The kind of readers who visit this website may have noticed that one of our heroes, Wendell Berry, made President Obama laugh right out loud the other day. Wendell recently received a National Humanities Medal in Washington, and when the President leaned forward to drape the award over Wendell’s shoulders, the two exchanged whispers and the President broke out in a huge grin. It is a wonderful picture and appeared in many newspapers. To be able to get the president of the United States to laugh like that in front of the whole world in these awful times… well, that’s a real accomplishment. I am not surprised, however. If you know Wendell, he can make very funny remarks at the most unexpected times. I asked him what he whispered to the president but he’s not talking. Says he can’t remember.
Two other writers who received a National Humanities Medal this year were Joyce Carol Oates and Philip Roth.

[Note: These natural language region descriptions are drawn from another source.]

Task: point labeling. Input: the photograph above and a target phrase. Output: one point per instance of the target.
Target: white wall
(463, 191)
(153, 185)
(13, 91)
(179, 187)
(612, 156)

Jacques Barzun, the historian, got one too. This is top notch stuff, and I don’t know anyone who deserves the recognition more than Wendell. He is the hardest worker I know, traveling and giving speeches incessantly. He’s written 40 books so far and still manages to do a little farming with the help and support of his equally amazing wife, Tanya, and his son Den and daughter Mary and their families. His message, now and always, is that society is ignoring and abandoning ecological and economic common sense and we will pay for it. Is he right? Look around you.
All of us who read Wendell and cheer him on should feel more than a little hopeful over the honor he has received. In a way it means that what we all stand for and stump for is being recognized. Our “side,” so long a minority, so long a few voices crying in the desert, is finally being heard at the highest levels. Wendell is one of our finest writers and poets, but oh how hard it has been for an urban-centered art world to admit him into its circle. He is also one of our clearest thinkers on economics and ecology, but establishment defenders of high finance have a very hard time giving him any credit. After the banking debacle, they aren’t quite so uppity.
After his meeting with President Obama, Wendell was invited before the Kentucky State Legislature to be honored officially for his contributions to society and to Kentucky. You have to understand how momentous that was. Kentucky is more or less ruled by the coal industry whose foremost critic has been Wendell Berry. Even the governor, who just a few weeks earlier refused to talk to Wendell about the way nature and human communities are being ruined by mountaintop removal for coal, voiced his admiration and respect— but did not mention the previous meeting in his office nor Wendell’s long letter to him afterwards.
If Wendell can make a pessimist like myself a little hopeful, then there is hope. But do you know what cheered me most about all this? After we had gabbed on the phone the other night, Wendell signed off by saying: “Well, I better quit– I still have to go the barn and check on the sheep. We’re into lambing now.”